By September 1, 2010, a long-standing Texas prison tradition will come to an end--the centralized release of prisoners.

The vast majority of Texas prisoners released each year--more than 42,000 in 2008--are processed out through a red-brick walled prison built in 1842 designated the Huntsville Unit that Texas prisoners call “The Walls.” Female prisoners are released through a women’s prison in Gatesville. Texas is the last state in the nation to practice centralized release of prisoners.
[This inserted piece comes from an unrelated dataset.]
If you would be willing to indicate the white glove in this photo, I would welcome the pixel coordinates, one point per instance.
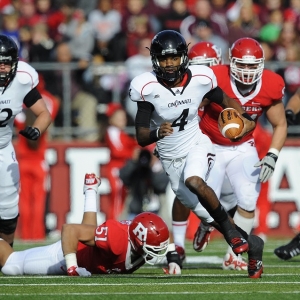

The legislation mandating the change is codified at § 493.029, Texas Government Code, and requires that prisoners be released through one of at least six regional release centers or the prison at which the prisoner is incarcerated no later than September 1, 2010. Prison system spokeswoman Michelle Lyons said that the prison system expects to save money by not having to transport prisoners to Huntsville or Gatesville, but is unsure of how much the savings will be. Currently, the prison system operates a fleet of 80 buses and vans that transport over 2,100 prisoners each day for transfers between prisons and to medical facilities and courts.

“It’s been nuts to take prisoners from 112 units and haul them all the way back to Huntsville from El Paso, then let them out and buy them a bus ticket back to El Paso. This change represents a huge step forward. There’s no reason for that long ride back to Huntsville to continue,” said John Whitmire, Democratic State Senator from Houston and Chair of the Senate Criminal Justice Committee.

Some local politicians are complaining that, when Texas was building a record number of prisons in the 1990s, they were promised that prisoners would not be released into their communities. State officials say they will take that into account when designating the prisons to be used as regional release centers.